Protein structure modeling and final structure selection.

The protein structures of all the candidate secreted proteins were predicted with homology modeling by I-TASSER v5.1 and template-free modeling by TrRosetta (Yang et al. 2015, 2020). For I-TASSER, the template library was downloaded from the I-TASSER server (24 August 2020). I-TASSER was run in the light mode with the MSA from the previous step converted into the PSI-BLAST-readable format using the a3m2mtx script in the DeepMSA package (−a3m −neff 7). For the benchmarking set, any homologous templates with ≥70% sequence identity were excluded (−homoflag benchmark −idcut 0.7). We used the estimated TM score of the first model as a measure of precision, and the predicted structures with the mean TM score >0.5 were considered reliable.

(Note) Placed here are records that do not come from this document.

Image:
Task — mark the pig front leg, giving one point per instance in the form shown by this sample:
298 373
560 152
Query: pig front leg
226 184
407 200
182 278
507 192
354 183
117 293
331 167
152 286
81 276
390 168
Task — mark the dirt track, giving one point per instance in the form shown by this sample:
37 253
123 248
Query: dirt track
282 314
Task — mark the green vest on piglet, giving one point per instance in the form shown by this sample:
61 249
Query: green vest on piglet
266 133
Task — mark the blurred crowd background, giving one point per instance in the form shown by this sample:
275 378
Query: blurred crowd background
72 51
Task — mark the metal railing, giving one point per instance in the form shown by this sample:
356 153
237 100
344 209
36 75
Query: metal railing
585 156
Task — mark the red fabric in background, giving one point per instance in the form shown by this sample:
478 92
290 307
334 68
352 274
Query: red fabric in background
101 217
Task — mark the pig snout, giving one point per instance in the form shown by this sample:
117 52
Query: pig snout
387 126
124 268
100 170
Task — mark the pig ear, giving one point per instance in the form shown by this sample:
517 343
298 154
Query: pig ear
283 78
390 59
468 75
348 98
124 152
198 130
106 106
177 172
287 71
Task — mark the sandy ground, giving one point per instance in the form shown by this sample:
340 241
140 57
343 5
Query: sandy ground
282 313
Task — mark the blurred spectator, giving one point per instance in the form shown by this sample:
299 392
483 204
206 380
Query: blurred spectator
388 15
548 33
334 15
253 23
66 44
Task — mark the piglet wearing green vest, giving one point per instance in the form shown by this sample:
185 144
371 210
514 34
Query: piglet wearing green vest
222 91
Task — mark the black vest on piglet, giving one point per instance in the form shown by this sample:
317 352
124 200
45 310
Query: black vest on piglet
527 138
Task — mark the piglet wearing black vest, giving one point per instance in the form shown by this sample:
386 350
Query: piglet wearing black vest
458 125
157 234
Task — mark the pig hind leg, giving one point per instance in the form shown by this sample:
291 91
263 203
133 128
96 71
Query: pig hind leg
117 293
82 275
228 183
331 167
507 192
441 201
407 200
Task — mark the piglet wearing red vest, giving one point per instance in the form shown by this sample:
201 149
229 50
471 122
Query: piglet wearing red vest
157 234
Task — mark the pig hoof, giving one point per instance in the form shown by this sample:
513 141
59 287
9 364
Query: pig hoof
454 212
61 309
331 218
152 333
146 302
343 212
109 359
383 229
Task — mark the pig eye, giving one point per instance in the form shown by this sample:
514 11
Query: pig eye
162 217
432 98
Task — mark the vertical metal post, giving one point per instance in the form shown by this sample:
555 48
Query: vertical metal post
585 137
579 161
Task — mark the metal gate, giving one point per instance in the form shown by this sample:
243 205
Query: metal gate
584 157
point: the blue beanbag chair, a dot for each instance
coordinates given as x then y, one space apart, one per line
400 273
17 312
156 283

For TrRosetta, we selectively filtered the MSAs, limiting their sizes to 6,000 sequences to prevent unnecessarily deep, large MSAs. If the MSA from DeepMSA was larger than the limit, sequences with ≥75% of the query coverage were first sampled from high to low sequence identity over the aligned regions. If necessary, sequences with ≥50% of the query coverage were additionally sampled. TrRosetta was run with the filtered MSAs to predict interresidue orientations and distances, and we generated five full-atom models with PyRosetta (Chaudhury et al. 2010). The model with the lowest energy score was chosen as a final model. We used the average probability of the top L predicted long- plus medium-range contacts (|ij| > 12) estimated by the top_prob.py script in the TrRosetta suite as precision measurement. A structure with the probability >0.5 was considered reliable. Among the outputs from I-TASSER and TrRosetta, the structure with higher estimated precision was selected as a final model. We used PyMOL v2.4.0 (Schrödinger, LLC) to visualize the structures.

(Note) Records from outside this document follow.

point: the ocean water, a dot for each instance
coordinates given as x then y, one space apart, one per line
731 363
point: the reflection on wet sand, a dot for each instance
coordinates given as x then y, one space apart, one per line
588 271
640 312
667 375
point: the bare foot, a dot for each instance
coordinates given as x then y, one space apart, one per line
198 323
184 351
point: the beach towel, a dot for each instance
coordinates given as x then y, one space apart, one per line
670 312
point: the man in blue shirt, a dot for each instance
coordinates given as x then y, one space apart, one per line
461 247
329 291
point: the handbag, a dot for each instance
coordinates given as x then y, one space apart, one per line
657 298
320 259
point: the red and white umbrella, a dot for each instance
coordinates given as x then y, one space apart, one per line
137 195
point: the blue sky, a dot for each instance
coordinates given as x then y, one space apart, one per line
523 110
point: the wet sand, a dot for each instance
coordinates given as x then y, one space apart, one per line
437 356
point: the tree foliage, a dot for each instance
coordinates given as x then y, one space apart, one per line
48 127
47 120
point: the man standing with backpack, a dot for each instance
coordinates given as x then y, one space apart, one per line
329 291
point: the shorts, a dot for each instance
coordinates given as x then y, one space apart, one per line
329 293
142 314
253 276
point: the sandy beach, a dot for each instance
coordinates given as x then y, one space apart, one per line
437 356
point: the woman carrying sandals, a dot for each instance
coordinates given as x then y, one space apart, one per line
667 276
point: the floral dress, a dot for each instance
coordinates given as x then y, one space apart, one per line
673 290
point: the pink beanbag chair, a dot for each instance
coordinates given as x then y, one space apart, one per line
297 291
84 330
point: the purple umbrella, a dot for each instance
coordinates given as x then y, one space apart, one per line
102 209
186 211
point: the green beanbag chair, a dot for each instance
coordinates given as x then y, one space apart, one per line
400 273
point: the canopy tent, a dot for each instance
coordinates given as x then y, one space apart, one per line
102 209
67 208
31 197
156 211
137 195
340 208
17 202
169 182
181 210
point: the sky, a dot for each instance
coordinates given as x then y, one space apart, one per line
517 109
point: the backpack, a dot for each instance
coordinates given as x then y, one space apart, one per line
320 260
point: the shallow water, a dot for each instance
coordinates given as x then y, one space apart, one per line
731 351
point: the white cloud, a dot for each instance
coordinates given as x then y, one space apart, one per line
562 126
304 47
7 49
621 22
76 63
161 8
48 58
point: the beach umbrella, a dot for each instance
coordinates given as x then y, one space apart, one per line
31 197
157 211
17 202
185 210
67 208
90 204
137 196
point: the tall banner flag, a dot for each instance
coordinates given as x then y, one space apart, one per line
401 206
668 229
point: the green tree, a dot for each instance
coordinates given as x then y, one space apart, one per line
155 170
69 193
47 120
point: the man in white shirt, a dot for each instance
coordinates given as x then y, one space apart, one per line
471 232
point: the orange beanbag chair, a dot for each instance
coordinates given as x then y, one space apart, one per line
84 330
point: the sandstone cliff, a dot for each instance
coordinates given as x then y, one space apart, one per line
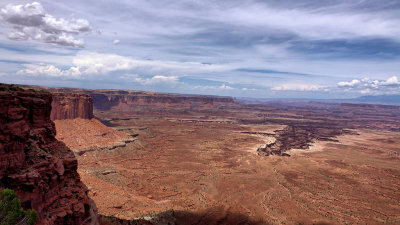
71 106
42 170
105 100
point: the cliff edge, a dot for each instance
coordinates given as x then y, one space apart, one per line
71 106
42 170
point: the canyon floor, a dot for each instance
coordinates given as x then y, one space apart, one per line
209 166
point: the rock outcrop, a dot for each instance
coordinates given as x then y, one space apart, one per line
106 100
71 105
42 170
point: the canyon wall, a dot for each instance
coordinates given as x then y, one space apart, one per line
42 170
71 105
106 100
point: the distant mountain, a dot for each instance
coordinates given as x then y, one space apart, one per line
389 99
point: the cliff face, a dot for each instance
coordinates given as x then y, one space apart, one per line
42 170
106 100
71 106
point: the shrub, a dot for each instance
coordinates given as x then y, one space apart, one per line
11 211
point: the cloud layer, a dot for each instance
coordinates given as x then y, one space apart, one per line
253 48
31 22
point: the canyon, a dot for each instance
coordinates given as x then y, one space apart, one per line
153 158
42 170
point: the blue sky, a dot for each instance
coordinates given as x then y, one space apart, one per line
254 48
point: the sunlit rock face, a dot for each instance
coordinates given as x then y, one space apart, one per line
42 170
71 106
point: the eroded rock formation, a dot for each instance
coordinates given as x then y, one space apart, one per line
71 105
42 170
105 100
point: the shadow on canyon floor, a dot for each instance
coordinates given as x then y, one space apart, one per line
211 216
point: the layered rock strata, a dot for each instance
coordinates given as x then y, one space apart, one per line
42 170
71 106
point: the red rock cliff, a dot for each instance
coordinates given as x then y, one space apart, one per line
71 105
105 100
42 170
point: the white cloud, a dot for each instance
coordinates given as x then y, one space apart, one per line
372 86
31 22
93 63
349 84
49 70
226 87
314 24
298 87
158 79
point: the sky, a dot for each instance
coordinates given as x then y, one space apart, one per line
255 48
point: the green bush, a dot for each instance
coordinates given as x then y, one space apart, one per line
11 211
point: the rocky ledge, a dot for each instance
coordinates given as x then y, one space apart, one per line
42 170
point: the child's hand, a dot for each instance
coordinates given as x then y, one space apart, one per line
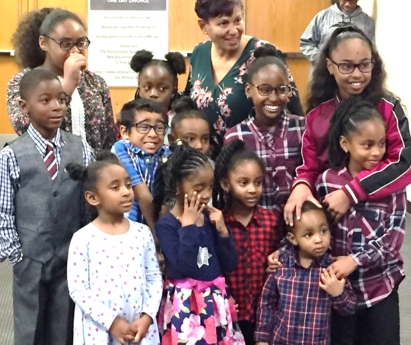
121 330
331 284
141 326
192 210
338 204
343 266
273 262
216 217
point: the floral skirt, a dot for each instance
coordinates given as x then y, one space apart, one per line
197 312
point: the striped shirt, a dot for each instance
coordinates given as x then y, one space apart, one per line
10 184
293 309
141 167
280 151
372 233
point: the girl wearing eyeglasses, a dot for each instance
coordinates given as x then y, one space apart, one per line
270 131
350 65
56 40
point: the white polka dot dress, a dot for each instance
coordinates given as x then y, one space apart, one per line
110 276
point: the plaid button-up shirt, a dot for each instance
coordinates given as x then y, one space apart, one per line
280 151
254 243
293 309
372 233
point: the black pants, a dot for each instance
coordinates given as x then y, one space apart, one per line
248 329
378 325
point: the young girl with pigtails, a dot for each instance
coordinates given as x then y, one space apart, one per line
198 249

Functional and structural annotations of the secretome.

We employed InterProScan v5.30-69.0 to identify homologous PFAM v31.0 entries (El-Gebali et al. 2019). PaperBLAST and PHI-base were used to search for M. oryzae effectors and their homologs in other pathogens (Price and Arkin 2017; Urban et al. 2020). The secondary structures and disordered residues were predicted with PSIPRED v4.0 and DISOPRED v3.16 (McGuffin et al. 2000; Ward et al. 2004). The predicted structures were compared with RUPEE against the SCOPe v2.07 and CATH v4.2.0 databases as well as the PDB chains (TOP_A-LIGNED, FULL_LENGTH) (Ayoub and Lee 2019; Berman et al. 2000; Fox et al. 2014; Sillitoe et al. 2019).

Network analysis using homology and structures.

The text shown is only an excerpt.